Ideas for improving the forecasting bot, roughly ordered by expected impact and feasibility.
When model spread exceeds a threshold (e.g., 20pp on binary), trigger additional research and a meta-analysis to adjudicate the disagreement, rather than blindly taking the median.
Evidence: our analysis found model disagreement strongly predicts error (Spearman rho=0.58, p=0.005). High-disagreement questions score 2.6x worse. Smingers (Deep Thonks) uses an Opus-level supervisor for this, invoked ~1 in 6 forecasts, with modest but targeted improvements (avg 2.3pp adjustment).
We already have stacking mode (AggregationStrategy.STACKING) with prompts in prompts.py.
Could enable it conditionally based on ensemble spread.
Implementation: detect spread after initial predictions, conditionally invoke stacking meta-model with additional research. Moderate effort.
Our worst question category is volatile financial instruments (mean log score -5.8 vs +85.4 for stable indicators). A key reason: web search returns narrative articles rather than actual price/indicator data.
Adding direct API access to yFinance (stock prices, returns, volatility), FRED (economic indicators), and possibly Google Trends would give the research phase hard data to anchor on. Smingers found specialized data tools were "more powerful than prompts."
Needs: add yfinance + fredapi as dependencies, create a research provider or tool that fetches relevant data based on question classification.
Currently both phases happen in a single prompt. Making them separate LLM calls means the inside view genuinely adjusts FROM an explicit base rate rather than constructing both together. This could help with the arithmetic-override problem (models computing correct probabilities then ignoring them).
Smingers uses this architecture with cross-pollination: outside view from Model A feeds into inside view for Model B, introducing diversity.
We could prototype this by having a first pass produce only a base rate + reference class, then feeding that explicitly to the second pass. Moderate-to-high effort.
After each forecast, run a cheap model to assess: research relevance, factual accuracy, reasoning soundness, date/chronology correctness, resolution criteria interpretation. Flag potential issues before submission.
Smingers found this invaluable for catching date confusion, hallucinated sources, and reasoning failures. Implementation: easy (structured eval prompt + cheap model call).

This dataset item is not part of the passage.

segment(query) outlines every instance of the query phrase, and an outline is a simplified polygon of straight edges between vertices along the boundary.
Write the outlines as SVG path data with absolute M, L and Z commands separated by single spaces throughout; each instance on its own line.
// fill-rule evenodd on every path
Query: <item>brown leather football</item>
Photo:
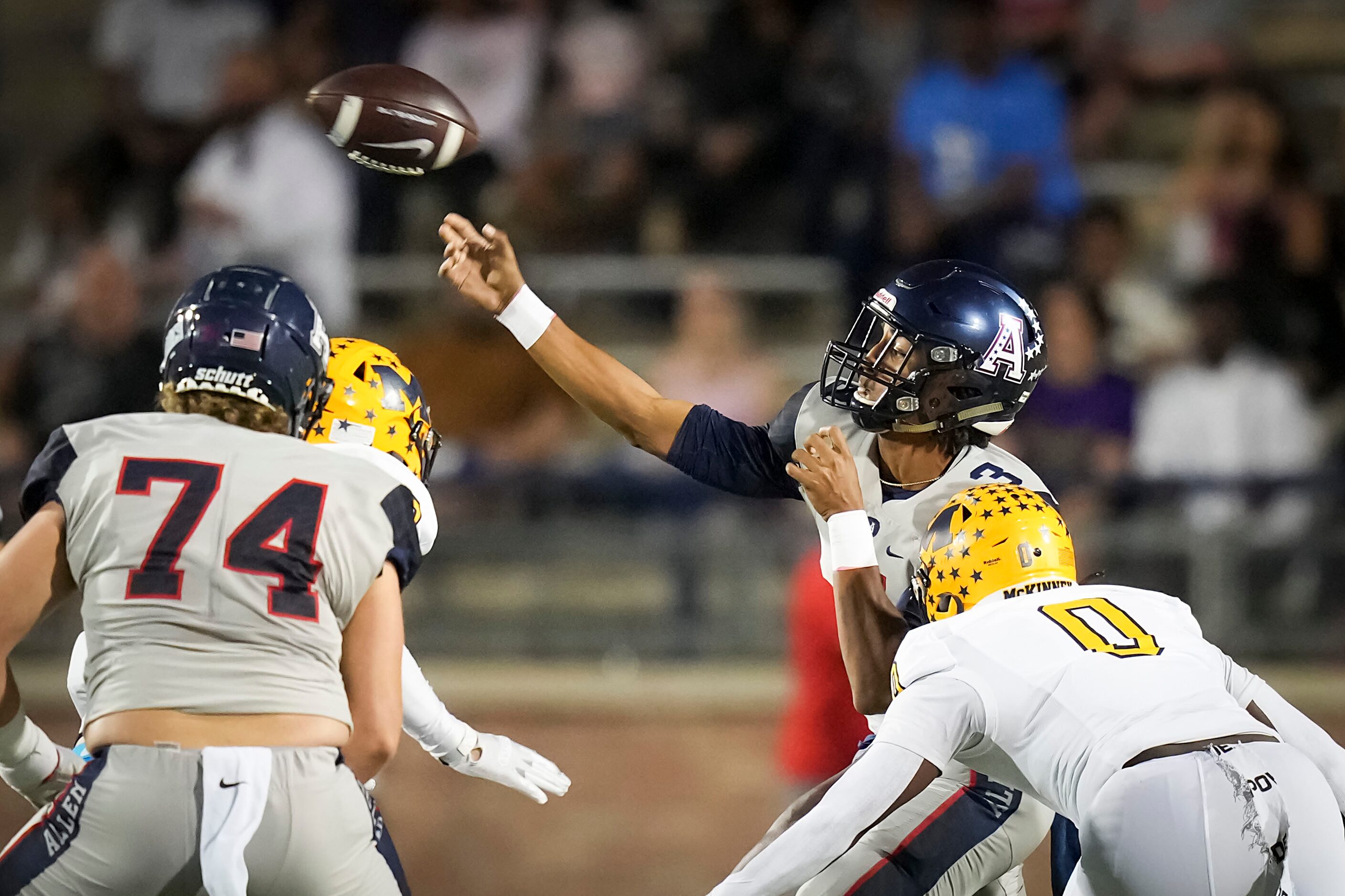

Instead of asking LLMs for 11 percentiles (which they find unnatural), ask them to parameterize a mixture of distributions: specify 2-3 components with means, stds, and weights. This naturally produces smoother, better-shaped CDFs.
Mantic uses this approach and reports good results. The LLM selects components capturing different scenarios, and the final prediction is a weighted combination.
Would require changes to the numeric prompt, parsing, and CDF construction pipeline.
Ideas from analysis (lower priority since prompt changes address the bigger issues):
- Trimmed mean (drop highest + lowest, mean of middle): robustness of median with better signal preservation. With 6 models, could drop top and bottom, mean of 4.
- Post-aggregation shrinkage toward 50% (~15-20%): corrects the NO-bias found in
our analysis. Formula:
adjusted = pred * 0.82 + 0.5 * 0.18. - Spread-aware aggregation: widen uncertainty when models disagree rather than just picking the middle.
- Weighted aggregation by historical model performance (per question type).
Need more data (more resolved questions) to confidently evaluate these.
Our PIT analysis found non-financial questions are 22% too wide while financial questions are well-calibrated. The pipeline could use the forecastability classification (now output by the prompt) to apply different tail-widening parameters.
Could also use the FORECASTABILITY tag to adjust smoothing, tail mass allocation, or post-hoc CDF scaling.
Move from one-shot research to an iterative research agent that can: execute search queries, evaluate results, identify gaps, execute follow-up queries, run code for analysis, and synthesize findings. Smingers is moving this direction.
Main blocker: API costs. The canned Grok native search works adequately for most questions. Agentic research would be most valuable for complex questions where a single search doesn't surface the right information.
Could prototype with selective activation (only for questions where initial research scores poorly on a relevance check).
Direct API access to Polymarket, Kalshi, Metaculus community predictions (where available) as one research input. Currently markets show up in web search results inconsistently. Structured access would be more reliable.
Important: should be presented as one noisy input, not an anchor. The prompt already says "not beholden to them" and our analysis found this works reasonably well.